1. Your good friend Bumble found a sample mean of 558 with a sample of 10000 graduates from Program D. He correctly computed p <.05 and rejected the null hypothesis that the population mean for Program D is 555. Bumble concluded that he had strong evidence that the Program D does a very good job of preparing individuals for the standardized test. Evaluate Bumble’s conclusion, and interpret his findings. (Hint: Are you confident that the course produces a substantial increase in test performance? Why or why not?)
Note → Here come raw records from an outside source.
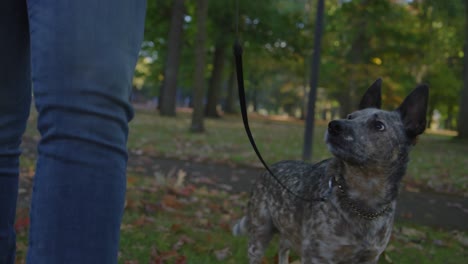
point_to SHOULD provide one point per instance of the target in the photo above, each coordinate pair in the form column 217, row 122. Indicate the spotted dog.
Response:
column 339, row 210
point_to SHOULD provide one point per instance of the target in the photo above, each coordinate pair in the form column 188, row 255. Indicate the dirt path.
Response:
column 437, row 210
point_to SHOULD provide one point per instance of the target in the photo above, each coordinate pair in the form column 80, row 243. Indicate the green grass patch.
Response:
column 437, row 162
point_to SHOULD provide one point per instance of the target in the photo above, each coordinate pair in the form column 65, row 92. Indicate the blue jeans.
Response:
column 78, row 56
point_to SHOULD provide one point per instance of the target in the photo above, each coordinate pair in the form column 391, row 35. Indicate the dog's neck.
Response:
column 373, row 186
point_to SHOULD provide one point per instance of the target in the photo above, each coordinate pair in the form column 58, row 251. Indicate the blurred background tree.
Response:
column 403, row 41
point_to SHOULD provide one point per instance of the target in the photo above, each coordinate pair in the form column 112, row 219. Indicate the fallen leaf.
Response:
column 182, row 241
column 181, row 260
column 171, row 201
column 222, row 254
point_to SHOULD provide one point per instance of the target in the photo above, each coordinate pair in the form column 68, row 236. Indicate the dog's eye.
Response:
column 379, row 126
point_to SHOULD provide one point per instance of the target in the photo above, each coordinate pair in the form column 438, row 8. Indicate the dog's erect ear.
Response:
column 373, row 96
column 413, row 111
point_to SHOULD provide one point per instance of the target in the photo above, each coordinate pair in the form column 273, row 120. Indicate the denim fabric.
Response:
column 82, row 57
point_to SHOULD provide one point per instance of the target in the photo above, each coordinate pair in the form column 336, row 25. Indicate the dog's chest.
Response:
column 324, row 233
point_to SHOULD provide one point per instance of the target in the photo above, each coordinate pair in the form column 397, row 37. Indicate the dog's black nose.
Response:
column 335, row 128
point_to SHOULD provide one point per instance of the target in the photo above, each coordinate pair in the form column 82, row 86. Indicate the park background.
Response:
column 191, row 165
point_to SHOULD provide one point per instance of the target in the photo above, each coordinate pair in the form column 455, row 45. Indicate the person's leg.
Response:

2. Many statisticians argue that hypothesis-testing procedures do not provide much useful information. Rejecting the null hypothesis tells us only that it is unlikely that the sample came from a population with a specific mean. However, procedures like the z-test do not give much information about the "true" value of the mean from which we are sampling. Means may be statistically different, but there is no indication of whether the size of the difference is large enough to be considered important in real world terms.

How does this relate to results in Question 1 above? (Be sure to discuss power, effect size, and statistical significance vs. practical significance.)

3. When we reject the null hypothesis, have we always found an important effect? What other considerations may be important?

4. For several of the sampling exercises we used a one-tailed test with alpha of .05 (z = 1.645). If we used a two-tailed test with the same alpha value (z = 1.96), would you have been able to reject your null hypotheses more or less often? Explain.

5. The Power applet represents a one-tailed hypothesis testing approach. The applet shows the null and alternative distributions and the rejection region the area that corresponds to alpha). Using the applet as a model, draw a graph that represents the rejection regions for a two-tailed test. Clearly label the area(s) corresponding to rejection of the null hypothesis and the area in which one would fail to reject the null hypothesis.